Le duo rap américain Run The Jewels. Photo DR
Sa voix ensorcèle le morceau Pulling The Pin : la légende soul Mavis Staples est une des prestigieuses têtes d’affiche au casting du dernier album choc et engagé du duo rap américain Run The Jewels (RTJ). Dans ce titre, le hip-hop charpenté à l’ancienne de RTJ dynamite les dérives morales des cercles du pouvoir au fil des temps. Leur 4e opus, RTJ4 » (chez BMG), regorge de collaborations savoureuses (Pharrell Williams en tête) à l’instar de Pulling The Pin (Dégoupiller la grenade), qui convoque également Josh Homme – guitare et voix des volcaniques Queens Of The Stone Age.

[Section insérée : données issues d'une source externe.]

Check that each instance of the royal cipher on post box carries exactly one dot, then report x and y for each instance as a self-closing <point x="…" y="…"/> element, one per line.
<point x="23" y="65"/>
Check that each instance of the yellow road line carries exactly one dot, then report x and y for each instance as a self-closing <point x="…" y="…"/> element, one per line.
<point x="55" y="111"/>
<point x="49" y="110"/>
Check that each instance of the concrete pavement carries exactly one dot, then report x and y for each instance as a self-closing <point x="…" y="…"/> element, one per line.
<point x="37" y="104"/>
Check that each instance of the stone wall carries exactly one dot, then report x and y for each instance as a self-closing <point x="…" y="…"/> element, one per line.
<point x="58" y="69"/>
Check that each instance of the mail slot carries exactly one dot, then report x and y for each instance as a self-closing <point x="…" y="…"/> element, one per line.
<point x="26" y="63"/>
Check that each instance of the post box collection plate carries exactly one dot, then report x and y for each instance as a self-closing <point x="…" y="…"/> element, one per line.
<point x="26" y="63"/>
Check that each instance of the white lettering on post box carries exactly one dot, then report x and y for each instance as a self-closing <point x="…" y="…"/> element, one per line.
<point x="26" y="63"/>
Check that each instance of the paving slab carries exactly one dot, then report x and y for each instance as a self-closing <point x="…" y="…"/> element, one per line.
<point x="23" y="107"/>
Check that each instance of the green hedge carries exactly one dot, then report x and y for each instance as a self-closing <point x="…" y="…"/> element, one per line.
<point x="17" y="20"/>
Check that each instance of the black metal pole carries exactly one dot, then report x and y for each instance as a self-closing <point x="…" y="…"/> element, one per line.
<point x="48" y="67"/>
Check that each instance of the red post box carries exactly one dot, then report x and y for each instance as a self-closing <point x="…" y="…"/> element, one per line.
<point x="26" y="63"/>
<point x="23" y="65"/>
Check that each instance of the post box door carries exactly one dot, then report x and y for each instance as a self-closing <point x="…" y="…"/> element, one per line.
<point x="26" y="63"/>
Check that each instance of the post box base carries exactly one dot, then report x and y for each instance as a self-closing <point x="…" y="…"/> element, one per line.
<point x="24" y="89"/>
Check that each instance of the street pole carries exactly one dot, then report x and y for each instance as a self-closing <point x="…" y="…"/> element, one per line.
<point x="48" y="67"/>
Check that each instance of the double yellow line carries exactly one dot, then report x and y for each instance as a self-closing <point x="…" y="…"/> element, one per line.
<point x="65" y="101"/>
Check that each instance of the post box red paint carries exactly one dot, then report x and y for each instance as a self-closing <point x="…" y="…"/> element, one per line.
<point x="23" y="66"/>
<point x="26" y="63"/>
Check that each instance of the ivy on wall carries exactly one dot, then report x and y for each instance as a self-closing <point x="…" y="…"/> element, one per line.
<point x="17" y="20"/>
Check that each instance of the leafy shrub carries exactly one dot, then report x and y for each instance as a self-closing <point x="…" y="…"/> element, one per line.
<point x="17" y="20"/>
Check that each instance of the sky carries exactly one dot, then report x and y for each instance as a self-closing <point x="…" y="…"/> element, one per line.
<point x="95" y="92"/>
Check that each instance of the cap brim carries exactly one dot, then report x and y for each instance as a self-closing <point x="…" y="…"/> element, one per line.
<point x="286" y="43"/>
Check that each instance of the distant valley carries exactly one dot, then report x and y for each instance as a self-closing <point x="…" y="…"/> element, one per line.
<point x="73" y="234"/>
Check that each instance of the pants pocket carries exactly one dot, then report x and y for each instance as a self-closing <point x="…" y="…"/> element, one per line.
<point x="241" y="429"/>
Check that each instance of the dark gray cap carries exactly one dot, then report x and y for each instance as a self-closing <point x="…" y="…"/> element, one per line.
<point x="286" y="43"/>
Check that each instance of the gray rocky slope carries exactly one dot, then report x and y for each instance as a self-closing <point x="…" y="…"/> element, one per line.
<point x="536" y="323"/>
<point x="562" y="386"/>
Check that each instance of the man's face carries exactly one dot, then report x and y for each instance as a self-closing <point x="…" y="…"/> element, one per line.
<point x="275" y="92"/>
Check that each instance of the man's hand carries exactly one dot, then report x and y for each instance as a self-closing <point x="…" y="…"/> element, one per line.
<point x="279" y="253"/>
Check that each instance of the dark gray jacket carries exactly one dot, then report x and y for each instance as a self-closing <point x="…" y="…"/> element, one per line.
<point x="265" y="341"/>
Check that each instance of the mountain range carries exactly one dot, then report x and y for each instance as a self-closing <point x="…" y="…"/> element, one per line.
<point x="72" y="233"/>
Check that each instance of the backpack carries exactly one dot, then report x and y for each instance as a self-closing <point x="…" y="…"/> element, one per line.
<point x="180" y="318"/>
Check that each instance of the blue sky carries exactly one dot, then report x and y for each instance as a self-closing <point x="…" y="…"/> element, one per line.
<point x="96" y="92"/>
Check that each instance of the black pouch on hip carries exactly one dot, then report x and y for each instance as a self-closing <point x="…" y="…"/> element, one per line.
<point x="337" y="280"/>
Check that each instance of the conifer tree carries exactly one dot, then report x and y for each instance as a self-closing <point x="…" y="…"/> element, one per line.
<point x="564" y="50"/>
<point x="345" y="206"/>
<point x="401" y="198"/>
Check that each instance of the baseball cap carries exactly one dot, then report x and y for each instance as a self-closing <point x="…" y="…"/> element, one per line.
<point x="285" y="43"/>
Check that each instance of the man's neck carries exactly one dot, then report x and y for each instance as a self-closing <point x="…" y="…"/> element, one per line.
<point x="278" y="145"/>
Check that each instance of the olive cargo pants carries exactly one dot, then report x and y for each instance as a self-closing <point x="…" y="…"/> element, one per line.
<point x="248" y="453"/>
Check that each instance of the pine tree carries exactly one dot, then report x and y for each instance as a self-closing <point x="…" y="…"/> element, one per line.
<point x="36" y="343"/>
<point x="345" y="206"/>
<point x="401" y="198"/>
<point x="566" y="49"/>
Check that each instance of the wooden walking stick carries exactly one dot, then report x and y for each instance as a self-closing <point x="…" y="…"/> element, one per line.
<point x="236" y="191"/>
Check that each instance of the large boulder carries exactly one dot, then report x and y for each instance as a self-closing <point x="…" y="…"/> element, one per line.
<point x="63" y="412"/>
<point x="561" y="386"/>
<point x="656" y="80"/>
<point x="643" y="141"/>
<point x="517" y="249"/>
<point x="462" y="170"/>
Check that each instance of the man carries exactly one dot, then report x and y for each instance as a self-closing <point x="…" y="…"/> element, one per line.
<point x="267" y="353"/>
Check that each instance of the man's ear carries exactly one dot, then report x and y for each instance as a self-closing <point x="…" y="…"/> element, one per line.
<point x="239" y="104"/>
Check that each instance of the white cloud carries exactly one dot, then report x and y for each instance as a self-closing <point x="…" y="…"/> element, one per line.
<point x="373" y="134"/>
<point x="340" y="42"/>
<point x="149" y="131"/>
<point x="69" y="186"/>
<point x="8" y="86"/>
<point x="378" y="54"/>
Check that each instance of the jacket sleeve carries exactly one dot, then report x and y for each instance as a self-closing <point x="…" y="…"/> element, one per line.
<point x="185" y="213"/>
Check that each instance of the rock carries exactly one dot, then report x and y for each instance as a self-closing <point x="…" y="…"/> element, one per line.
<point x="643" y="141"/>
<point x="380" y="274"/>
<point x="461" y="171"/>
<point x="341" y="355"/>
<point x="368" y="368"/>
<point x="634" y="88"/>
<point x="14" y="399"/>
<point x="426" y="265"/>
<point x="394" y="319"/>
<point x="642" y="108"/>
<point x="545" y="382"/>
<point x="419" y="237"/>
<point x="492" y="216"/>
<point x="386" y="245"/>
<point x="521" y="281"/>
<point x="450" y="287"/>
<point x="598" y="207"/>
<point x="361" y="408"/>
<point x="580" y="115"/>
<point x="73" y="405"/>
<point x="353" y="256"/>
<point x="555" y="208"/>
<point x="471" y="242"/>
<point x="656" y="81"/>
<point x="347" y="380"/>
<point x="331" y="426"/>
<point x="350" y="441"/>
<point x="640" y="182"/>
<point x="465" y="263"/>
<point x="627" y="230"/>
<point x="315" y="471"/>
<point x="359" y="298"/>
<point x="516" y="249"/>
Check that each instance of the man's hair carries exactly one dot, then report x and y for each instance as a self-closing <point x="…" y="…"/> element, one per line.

Comment Mavis Staples s’est-elle retrouvée dans cette aventure ? « Je travaillais sur un disque il y a quelques années et parmi les auteurs contactés, il y avait Killer Mike (moitié de RTJ avec El-P), raconte la diva soul. Le morceau n’a pas été retenu. Mais je suis entrée dans les radars de RTJ. Ces types sont géniaux et je suis très honorée de faire partie de cet album. On s’est beaucoup amusés en studio et je suis vraiment contente du résultat », dit celle qui entonne le refrain orageux : « Il y a une grenade dans mon cœur/Et la goupille est dans leur paume. »
Période d’épreuves
L’occasion de l’interroger sur ce qui vient du cœur dans ses chansons. « Mon père, Pops Staples, me disait toujours que ce qui vient du cœur, atteint le cœur. Alors j’ai toujours essayé de chanter en ce que je crois », dépeint Mavis Staples, lancée comme choriste à l’âge de 8 ans dans le groupe familial les Staples Singers. « Et heureusement, ma voix et mon message touchent les gens – que ce soit un message de changement, d’amour, ou qui tente de se sentir un petit peu mieux dans une période d’épreuves. Et si c’est le cas, si ça aide à un changement positif, alors j’accomplis ce que Pops m’a enseigné durant toutes ces années », conclut l’octogénaire.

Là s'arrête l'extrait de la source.